O novo organograma de produção

A mudança na tecnologia impõe uma alteração profunda no mercado de trabalho. Funções tradicionais de set, como iluminadores, maquiadores e operadores de câmera, tornaram-se obsoletas nessas produções automatizadas. Em seu lugar, emergem os "curadores de ativos de IA", profissionais responsáveis por traduzir roteiros em comandos de sistema e refinar as saídas geradas. A necessidade de mão de obra qualificada em cinema diminui, enquanto a demanda por competência em ferramentas de IA cresce.

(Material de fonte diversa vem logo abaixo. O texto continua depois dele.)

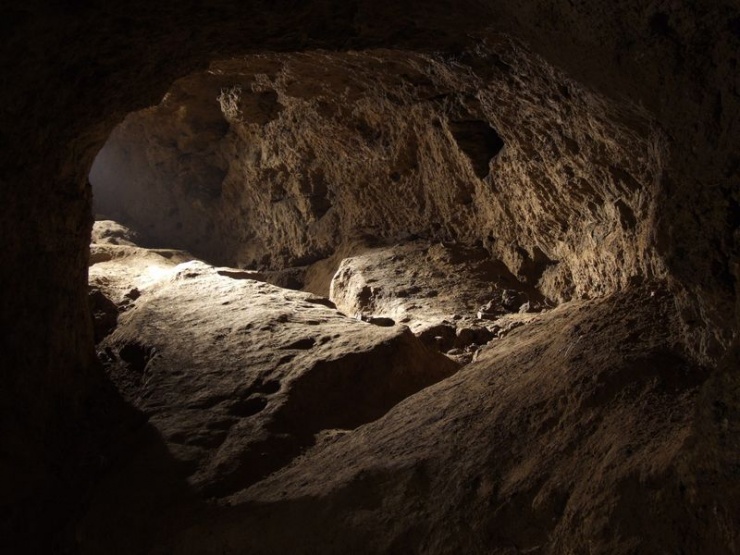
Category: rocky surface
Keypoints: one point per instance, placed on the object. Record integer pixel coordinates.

Mesmo para produções voltadas ao público ocidental, as empresas mantêm o núcleo de criação na China. A justificativa é que os roteiristas locais dominam melhor o ritmo e a cadência narrativa exigidos pelos aplicativos de dramas curtos. Isso centraliza o poder criativo e operacional, enquanto a IA atua como o motor que permite a escala global sem a necessidade de infraestrutura física internacional, criando uma barreira de entrada baseada na eficiência do prompt e na velocidade de publicação.

Tensões e o futuro da narrativa

O impacto para os profissionais da escrita é ambivalente. Embora a IA tenha democratizado o acesso à produção, ela também pressionou os valores de mercado para baixo, com o cancelamento de projetos tradicionais e a redução de taxas de pagamento. A incerteza paira sobre a qualidade a longo prazo: enquanto executivos como Han Fang, da Kunlun Tech, acreditam que a IA permitirá que mais talentos com boas ideias ganhem espaço, críticos observam que a dependência excessiva de tropos pode levar a uma saturação do mercado.

A questão central é se o público continuará engajado com conteúdos que, embora visualmente polidos, carecem da intencionalidade humana. As plataformas, no entanto, parecem dispostas a apostar que a quantidade e a personalização algorítmica prevalecerão sobre a curadoria tradicional, tratando o entretenimento como um produto de consumo rápido e descartável.

Perspectivas de mercado

O crescimento global do mercado de microdramas, estimado pela consultoria Omdia em US$ 14 bilhões até o final de 2026, sugere que a demanda por esse formato está apenas começando. A capacidade de produzir dramas de fantasia, que anteriormente seriam proibitivos devido aos custos de efeitos visuais, abre novas fronteiras de gênero para as produtoras automatizadas. O que observar agora é a reação dos reguladores e das plataformas de distribuição em relação à saturação de conteúdo gerado por IA.

A fronteira entre o que é um drama filmado e um gerado por IA tende a desaparecer, tornando a experiência do usuário o único diferencial. A questão que permanece é se o ecossistema de entretenimento global conseguirá sustentar essa velocidade de produção sem degradar o valor cultural do formato. O modelo chinês serve como um laboratório de escala para o resto do mundo, testando os limites da automação criativa.